How people who think differently can work well together!

I’m glad the holidays are fast approaching - I need a rest. The last two weeks have been big learning weeks for me - last week was Team Coaching and this week was learning about thinking preferences and behaviours presented by the Emergentics profile!

What I walked away with was a re-grounding around the fact that everyone has gifts. And all of us has biases. When those biases have us thinking critically or judgmentally about another person’s gifts, we miss a lot! What’s more is that we may be less successful than if we could include and harness the gifts of those people!

What struck me about what we learned was that we - leaders, managers, recruiters, HR - can learn how to communicate with, understand and incorporate people into our teams, who have different thinking preferences and behave differently than we do.

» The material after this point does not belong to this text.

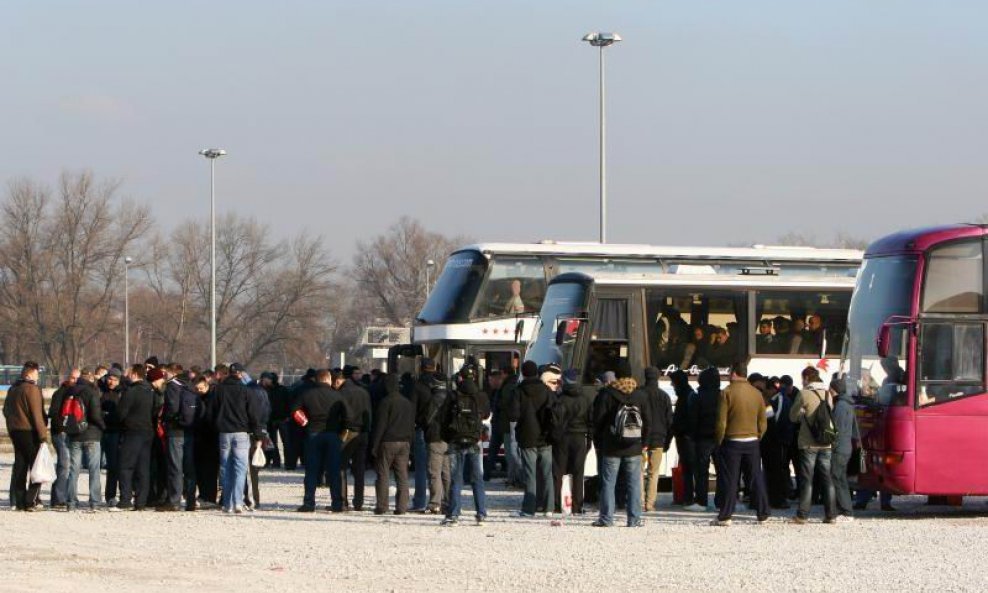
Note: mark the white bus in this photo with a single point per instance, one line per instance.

What’s more is that doing so will strengthen a team’s ability to generate new solutions, solve tough problems, keep a breast of change, etc.

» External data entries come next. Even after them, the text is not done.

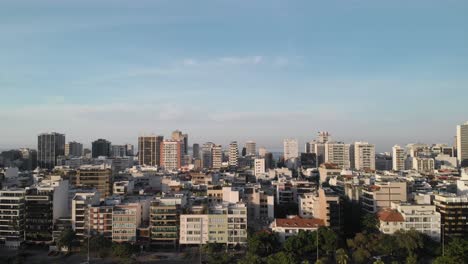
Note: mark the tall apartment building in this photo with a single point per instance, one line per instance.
(196, 151)
(207, 155)
(74, 149)
(260, 207)
(251, 148)
(178, 136)
(224, 224)
(291, 149)
(259, 167)
(424, 164)
(126, 218)
(49, 147)
(382, 194)
(403, 216)
(12, 218)
(149, 150)
(81, 203)
(44, 205)
(325, 205)
(97, 177)
(454, 214)
(398, 158)
(233, 154)
(462, 144)
(364, 156)
(164, 221)
(337, 153)
(171, 154)
(101, 147)
(217, 157)
(118, 151)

Communicating well with people who think differently than we do, taking a whole brain approach, can increase one’s ability to lead. Leaders can help themselves by building strategies to understand and communicate better with team members in areas where they don’t have a thinking preference.

In fact C-suite leaders themselves (65%) say their “right-brain” skills are weakest and recognize the need to strengthen their right-brain skills — including empathy and intuition — for a well-rounded “whole-brain” approach.

Accenture

What I also learned was that even though a number of us might have the same thinking preferences, our behaviours have a significant chance of being different from each other. We might behave with less force or more force, naturally. And, for some of us, how we behave, depends on the situation.

Finally, by working with all members of a team to develop the same capabilities as the leader, to understand and communicate better with each other, the team creates an opportunity for themselves to go from “good to great”. And, that has a ton of benefits for everyone and the organization!